Pakistan did not demonstrate any significant law enforcement efforts against labor trafficking. Though Pakistan has a substantial problem of bonded labor – estimated to affect over one million victims – the government did not provide evidence of any arrests, prosecutions, convictions, or punishments for bonded labor. Similarly, the government did not confirm how many, if any, prosecutions or punishments occurred during the reporting period for other acts of forced labor, including fraudulent labor recruitment and forced child labor. With respect to sex trafficking, during the reporting period, the government convicted 52 trafficking offenders – 13 fewer than last year – under the PACHTO; the majority of the sentences, however, ranged from fines to six months' imprisonment, and as such, were not sufficiently stringent. Four traffickers received sentences of six months to two years' imprisonment, and one trafficker was sentenced to two to ten years' imprisonment. Given the extent of trafficking complicity by law enforcement officers, Pakistan announced a "zero tolerance" policy for government officials found to be complicit in trafficking, and applied it to two agents who were convicted and sentenced to seven years' imprisonment. Nonetheless, the government did not report systemic efforts to investigate, prosecute, and criminally punish trafficking complicity.

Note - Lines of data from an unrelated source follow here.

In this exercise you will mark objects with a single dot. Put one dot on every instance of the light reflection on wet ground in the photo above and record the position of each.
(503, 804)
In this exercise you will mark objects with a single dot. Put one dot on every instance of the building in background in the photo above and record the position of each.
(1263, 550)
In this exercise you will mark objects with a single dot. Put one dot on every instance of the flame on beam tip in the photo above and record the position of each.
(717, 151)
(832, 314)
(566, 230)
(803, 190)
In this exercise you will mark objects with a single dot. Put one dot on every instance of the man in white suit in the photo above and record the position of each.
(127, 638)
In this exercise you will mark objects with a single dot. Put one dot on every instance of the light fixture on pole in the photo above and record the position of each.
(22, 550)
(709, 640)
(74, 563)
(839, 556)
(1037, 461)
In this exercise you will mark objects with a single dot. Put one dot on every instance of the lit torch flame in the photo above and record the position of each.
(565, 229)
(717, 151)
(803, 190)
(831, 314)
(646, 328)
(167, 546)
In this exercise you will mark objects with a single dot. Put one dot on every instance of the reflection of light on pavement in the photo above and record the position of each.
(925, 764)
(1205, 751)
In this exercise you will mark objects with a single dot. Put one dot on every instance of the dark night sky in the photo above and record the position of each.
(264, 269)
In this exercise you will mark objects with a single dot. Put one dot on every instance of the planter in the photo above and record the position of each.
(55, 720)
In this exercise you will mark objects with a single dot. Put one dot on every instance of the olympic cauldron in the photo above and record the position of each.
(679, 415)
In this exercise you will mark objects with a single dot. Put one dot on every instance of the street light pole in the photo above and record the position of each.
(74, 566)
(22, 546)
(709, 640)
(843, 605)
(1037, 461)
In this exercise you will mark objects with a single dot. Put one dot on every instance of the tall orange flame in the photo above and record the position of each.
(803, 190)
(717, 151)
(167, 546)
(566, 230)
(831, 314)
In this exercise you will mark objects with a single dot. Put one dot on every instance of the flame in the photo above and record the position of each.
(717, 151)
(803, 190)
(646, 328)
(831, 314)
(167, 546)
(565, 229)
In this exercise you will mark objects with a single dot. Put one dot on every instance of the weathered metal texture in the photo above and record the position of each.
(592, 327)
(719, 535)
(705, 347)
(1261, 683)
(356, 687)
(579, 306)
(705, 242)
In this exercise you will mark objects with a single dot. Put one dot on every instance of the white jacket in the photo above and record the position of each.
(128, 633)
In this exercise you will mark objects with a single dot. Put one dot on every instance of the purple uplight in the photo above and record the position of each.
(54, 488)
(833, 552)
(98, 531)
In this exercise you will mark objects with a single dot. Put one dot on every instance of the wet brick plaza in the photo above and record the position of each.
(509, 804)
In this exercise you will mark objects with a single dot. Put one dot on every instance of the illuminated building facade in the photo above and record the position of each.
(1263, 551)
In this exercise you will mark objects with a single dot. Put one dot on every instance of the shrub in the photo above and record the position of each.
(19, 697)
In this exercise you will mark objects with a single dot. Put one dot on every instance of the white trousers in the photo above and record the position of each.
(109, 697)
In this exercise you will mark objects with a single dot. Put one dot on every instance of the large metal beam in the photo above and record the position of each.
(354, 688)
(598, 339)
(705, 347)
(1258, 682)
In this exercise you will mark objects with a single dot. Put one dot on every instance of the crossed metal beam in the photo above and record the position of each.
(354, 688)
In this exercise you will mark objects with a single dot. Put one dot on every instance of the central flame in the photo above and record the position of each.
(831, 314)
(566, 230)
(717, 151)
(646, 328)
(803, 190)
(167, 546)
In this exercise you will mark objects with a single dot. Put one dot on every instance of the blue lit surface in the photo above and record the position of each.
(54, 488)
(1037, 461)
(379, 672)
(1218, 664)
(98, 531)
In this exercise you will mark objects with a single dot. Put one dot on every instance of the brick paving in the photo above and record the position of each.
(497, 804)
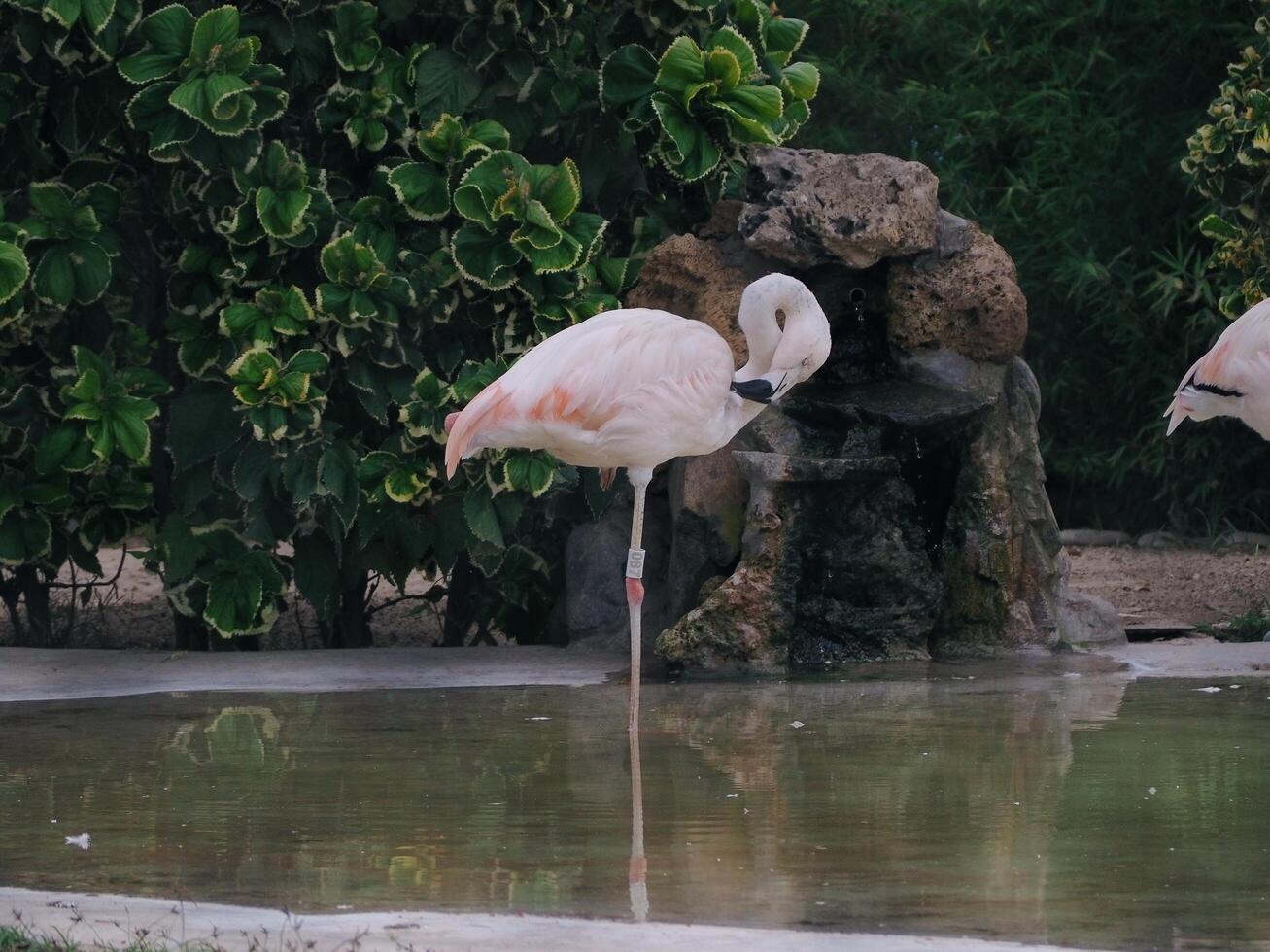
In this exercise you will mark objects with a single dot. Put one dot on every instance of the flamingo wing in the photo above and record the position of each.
(1237, 362)
(629, 388)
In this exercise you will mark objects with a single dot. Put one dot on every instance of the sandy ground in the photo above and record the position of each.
(1190, 586)
(1185, 586)
(117, 920)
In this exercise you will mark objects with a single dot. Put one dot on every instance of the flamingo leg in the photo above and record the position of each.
(635, 589)
(637, 872)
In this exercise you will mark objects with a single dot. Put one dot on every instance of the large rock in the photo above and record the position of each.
(964, 296)
(707, 496)
(807, 207)
(595, 596)
(894, 507)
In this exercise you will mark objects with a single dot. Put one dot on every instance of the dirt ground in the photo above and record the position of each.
(1191, 586)
(1186, 586)
(131, 612)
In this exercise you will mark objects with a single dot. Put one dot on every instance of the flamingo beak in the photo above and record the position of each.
(1176, 412)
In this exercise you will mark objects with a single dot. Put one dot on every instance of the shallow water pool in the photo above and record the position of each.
(1075, 810)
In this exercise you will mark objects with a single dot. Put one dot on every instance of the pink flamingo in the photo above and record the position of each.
(635, 388)
(1232, 379)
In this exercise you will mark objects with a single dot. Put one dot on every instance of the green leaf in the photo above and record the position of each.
(628, 77)
(482, 517)
(802, 79)
(317, 565)
(423, 190)
(148, 66)
(253, 467)
(282, 214)
(681, 66)
(51, 201)
(1215, 226)
(13, 270)
(25, 537)
(215, 29)
(689, 150)
(738, 46)
(202, 425)
(65, 13)
(232, 600)
(338, 476)
(443, 84)
(53, 281)
(54, 447)
(307, 362)
(96, 15)
(782, 37)
(487, 259)
(530, 472)
(169, 29)
(355, 41)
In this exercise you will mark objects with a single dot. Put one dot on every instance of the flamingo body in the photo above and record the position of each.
(1232, 379)
(635, 388)
(627, 389)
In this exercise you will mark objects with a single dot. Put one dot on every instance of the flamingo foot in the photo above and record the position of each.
(635, 592)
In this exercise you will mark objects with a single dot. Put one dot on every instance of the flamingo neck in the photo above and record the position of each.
(757, 318)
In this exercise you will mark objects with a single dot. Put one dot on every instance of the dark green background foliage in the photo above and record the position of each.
(1060, 126)
(252, 255)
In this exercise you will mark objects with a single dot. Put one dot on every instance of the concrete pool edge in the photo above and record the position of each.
(113, 920)
(67, 674)
(70, 674)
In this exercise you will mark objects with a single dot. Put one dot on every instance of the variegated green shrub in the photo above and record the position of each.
(253, 254)
(1229, 160)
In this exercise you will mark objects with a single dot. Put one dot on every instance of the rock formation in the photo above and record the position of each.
(894, 505)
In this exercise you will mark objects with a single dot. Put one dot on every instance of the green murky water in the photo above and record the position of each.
(1072, 810)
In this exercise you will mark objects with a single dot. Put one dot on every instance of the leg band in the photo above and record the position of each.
(634, 562)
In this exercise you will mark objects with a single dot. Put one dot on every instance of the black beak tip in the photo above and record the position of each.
(758, 391)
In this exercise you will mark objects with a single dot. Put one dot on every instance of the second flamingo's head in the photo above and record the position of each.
(782, 353)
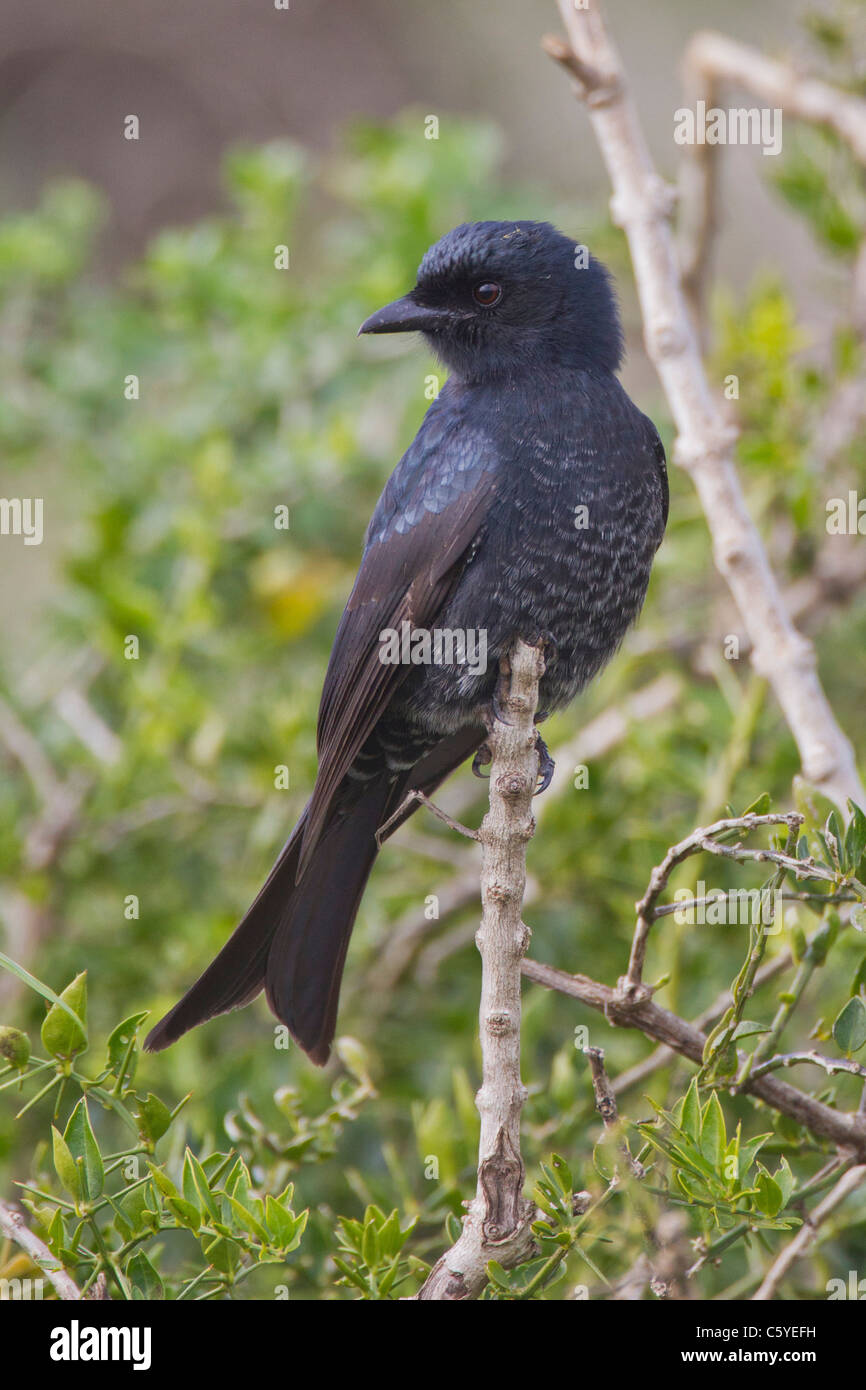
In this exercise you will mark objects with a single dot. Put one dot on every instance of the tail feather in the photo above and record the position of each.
(292, 943)
(237, 975)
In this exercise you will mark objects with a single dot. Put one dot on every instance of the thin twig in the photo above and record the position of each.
(848, 1183)
(705, 441)
(499, 1221)
(826, 1123)
(14, 1228)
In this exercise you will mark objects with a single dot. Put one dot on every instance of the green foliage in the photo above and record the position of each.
(174, 1176)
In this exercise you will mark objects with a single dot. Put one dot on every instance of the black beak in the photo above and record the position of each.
(403, 316)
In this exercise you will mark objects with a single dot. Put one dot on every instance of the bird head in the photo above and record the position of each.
(502, 299)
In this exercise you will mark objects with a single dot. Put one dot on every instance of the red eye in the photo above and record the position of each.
(487, 293)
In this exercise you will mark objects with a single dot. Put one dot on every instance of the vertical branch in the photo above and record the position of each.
(641, 206)
(498, 1222)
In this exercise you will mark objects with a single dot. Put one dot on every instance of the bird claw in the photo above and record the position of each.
(545, 765)
(480, 761)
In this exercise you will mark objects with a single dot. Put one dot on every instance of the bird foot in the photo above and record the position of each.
(481, 759)
(545, 765)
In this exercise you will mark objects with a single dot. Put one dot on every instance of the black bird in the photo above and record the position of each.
(530, 503)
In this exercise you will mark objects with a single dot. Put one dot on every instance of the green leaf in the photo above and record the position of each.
(712, 1132)
(84, 1148)
(146, 1283)
(185, 1212)
(7, 963)
(153, 1118)
(64, 1165)
(748, 1150)
(202, 1187)
(118, 1044)
(14, 1047)
(747, 1029)
(370, 1246)
(784, 1180)
(64, 1029)
(691, 1112)
(281, 1223)
(769, 1196)
(850, 1027)
(248, 1221)
(855, 837)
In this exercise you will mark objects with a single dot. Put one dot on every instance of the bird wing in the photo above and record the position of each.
(421, 530)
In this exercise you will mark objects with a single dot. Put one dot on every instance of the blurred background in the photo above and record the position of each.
(138, 808)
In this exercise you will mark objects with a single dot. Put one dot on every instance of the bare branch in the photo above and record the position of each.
(837, 1126)
(705, 441)
(848, 1183)
(499, 1221)
(15, 1229)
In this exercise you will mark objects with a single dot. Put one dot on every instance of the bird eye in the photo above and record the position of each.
(487, 293)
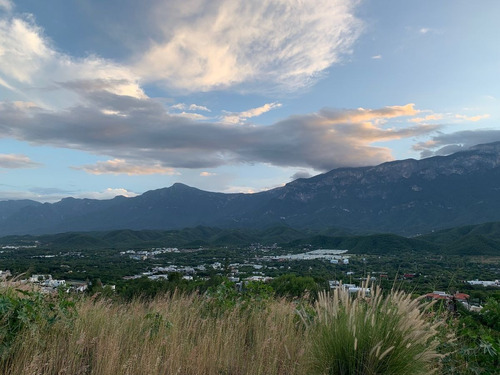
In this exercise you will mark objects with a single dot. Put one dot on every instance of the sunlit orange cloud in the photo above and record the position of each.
(433, 117)
(120, 166)
(472, 118)
(363, 115)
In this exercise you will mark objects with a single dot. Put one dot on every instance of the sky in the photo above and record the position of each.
(118, 97)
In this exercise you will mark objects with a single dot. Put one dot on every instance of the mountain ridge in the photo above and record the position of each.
(405, 197)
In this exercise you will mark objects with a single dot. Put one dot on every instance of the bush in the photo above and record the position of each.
(376, 335)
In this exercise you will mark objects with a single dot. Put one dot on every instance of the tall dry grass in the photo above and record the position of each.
(181, 334)
(372, 335)
(172, 335)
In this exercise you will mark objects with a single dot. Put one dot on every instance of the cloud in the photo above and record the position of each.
(6, 5)
(300, 174)
(120, 166)
(194, 107)
(191, 107)
(205, 45)
(240, 117)
(33, 70)
(143, 131)
(433, 117)
(472, 118)
(52, 195)
(192, 116)
(445, 144)
(17, 161)
(109, 193)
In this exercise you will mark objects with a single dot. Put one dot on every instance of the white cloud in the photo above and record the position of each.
(192, 116)
(207, 174)
(33, 70)
(240, 117)
(323, 140)
(209, 44)
(194, 107)
(109, 193)
(472, 118)
(120, 166)
(17, 161)
(432, 117)
(6, 5)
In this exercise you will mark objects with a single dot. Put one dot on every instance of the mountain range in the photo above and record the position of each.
(405, 197)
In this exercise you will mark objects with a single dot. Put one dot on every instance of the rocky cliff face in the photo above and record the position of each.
(404, 197)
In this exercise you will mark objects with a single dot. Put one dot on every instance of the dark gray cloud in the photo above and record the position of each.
(17, 161)
(300, 174)
(129, 128)
(446, 144)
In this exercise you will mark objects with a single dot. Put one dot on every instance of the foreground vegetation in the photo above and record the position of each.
(217, 333)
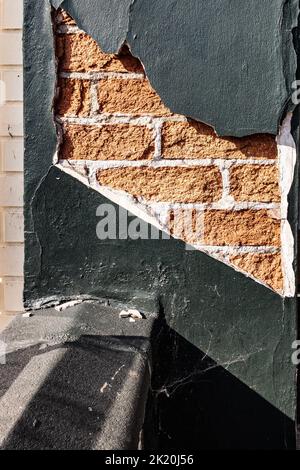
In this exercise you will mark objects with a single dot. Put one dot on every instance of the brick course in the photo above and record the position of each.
(107, 142)
(116, 115)
(173, 184)
(196, 140)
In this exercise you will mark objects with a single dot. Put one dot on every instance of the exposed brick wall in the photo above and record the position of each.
(110, 114)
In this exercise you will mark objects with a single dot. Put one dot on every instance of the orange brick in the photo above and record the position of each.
(264, 267)
(171, 184)
(255, 183)
(73, 97)
(196, 140)
(80, 53)
(132, 96)
(108, 142)
(247, 227)
(64, 18)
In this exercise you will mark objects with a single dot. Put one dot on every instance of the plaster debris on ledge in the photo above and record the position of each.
(226, 197)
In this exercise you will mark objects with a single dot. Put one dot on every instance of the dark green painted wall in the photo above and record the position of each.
(231, 63)
(225, 350)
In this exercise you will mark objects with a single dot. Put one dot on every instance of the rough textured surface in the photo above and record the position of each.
(265, 267)
(124, 94)
(174, 184)
(203, 301)
(246, 227)
(68, 376)
(80, 53)
(255, 183)
(109, 142)
(238, 94)
(197, 140)
(74, 98)
(130, 97)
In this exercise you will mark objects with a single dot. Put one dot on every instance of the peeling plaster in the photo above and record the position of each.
(241, 93)
(209, 307)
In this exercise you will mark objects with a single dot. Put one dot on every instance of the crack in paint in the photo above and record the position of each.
(260, 68)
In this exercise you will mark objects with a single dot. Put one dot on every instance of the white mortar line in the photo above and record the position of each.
(287, 162)
(95, 105)
(158, 139)
(104, 164)
(117, 118)
(68, 29)
(221, 205)
(102, 75)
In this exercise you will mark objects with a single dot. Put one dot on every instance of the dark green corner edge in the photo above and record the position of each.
(243, 329)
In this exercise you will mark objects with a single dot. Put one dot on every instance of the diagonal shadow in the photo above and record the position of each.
(77, 404)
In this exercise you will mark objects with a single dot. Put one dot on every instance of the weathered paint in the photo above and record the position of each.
(227, 323)
(238, 57)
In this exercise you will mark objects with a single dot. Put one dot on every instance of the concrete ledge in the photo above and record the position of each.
(77, 379)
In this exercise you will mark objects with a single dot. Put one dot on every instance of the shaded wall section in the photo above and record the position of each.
(242, 327)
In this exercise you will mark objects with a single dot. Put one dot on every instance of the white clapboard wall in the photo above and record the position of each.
(11, 159)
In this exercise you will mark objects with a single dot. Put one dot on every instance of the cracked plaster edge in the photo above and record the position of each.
(146, 214)
(287, 156)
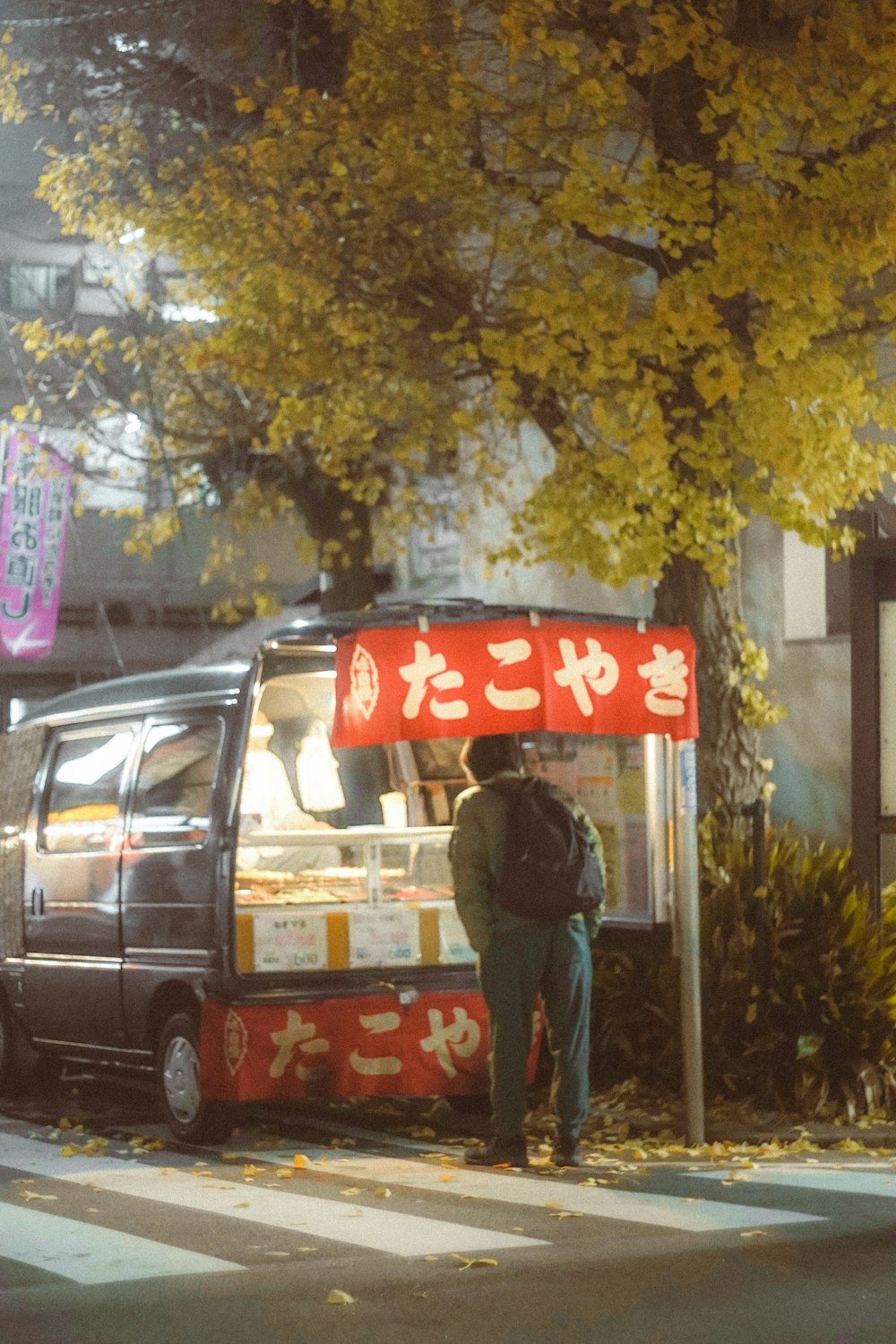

This year, the government's efforts to protect victims of trafficking were inadequate. Pakistan did not report any programs to identify and protect victims of forced labor – the largest sector of Pakistan's trafficking victims – particularly bonded labor and child labor in informal industries such as domestic work. Male victims of trafficking, such as some boys exploited in prostitution, also did not receive government protection services. Protection for victims of commercial sexual exploitation remained limited; internally trafficked women and victims outside of the capital city could access any of 276 government centers offering medical treatment, vocational training and legal assistance to women and children. Pakistan provided limited assistance to foreign victims of sex trafficking by referring them to an IOM shelter; during the reporting period, the IOM shelter provided comprehensive care to 22 victims. The government also encouraged these victims to participate in investigations against their traffickers by permitting them to seek employment while awaiting trial. Foreign victims reportedly are not prosecuted or deported for unlawful acts committed as a result of being trafficked, but some victims may still be subject to punishment for fornication, even as victims of sex trafficking. The government does not provide foreign victims with legal alternatives to their removal to countries where they may face hardship or retribution. The Ministry of Overseas Pakistanis provides limited assistance to repatriated Pakistani trafficking victims, such as medical, legal, and financial assistance.
Pakistan made some efforts to prevent trafficking in persons during the reporting period. The government continued to air television, radio, and newspaper announcements warning of the dangers of trafficking children for camel jockeying in the Gulf. IOM, in conjunction with the Ministries of Interior and Social Welfare and Special Education, conducted theater performances in high-risk areas as a way of raising public awareness of the threats and consequences of trafficking. Pakistan continues to monitor airports for trafficking patterns and potential victims. The government, however, did not take any reported measures during the reporting period to reduce the demand for commercial sex acts. Pakistan has not ratified the 2000 UN TIP Protocol.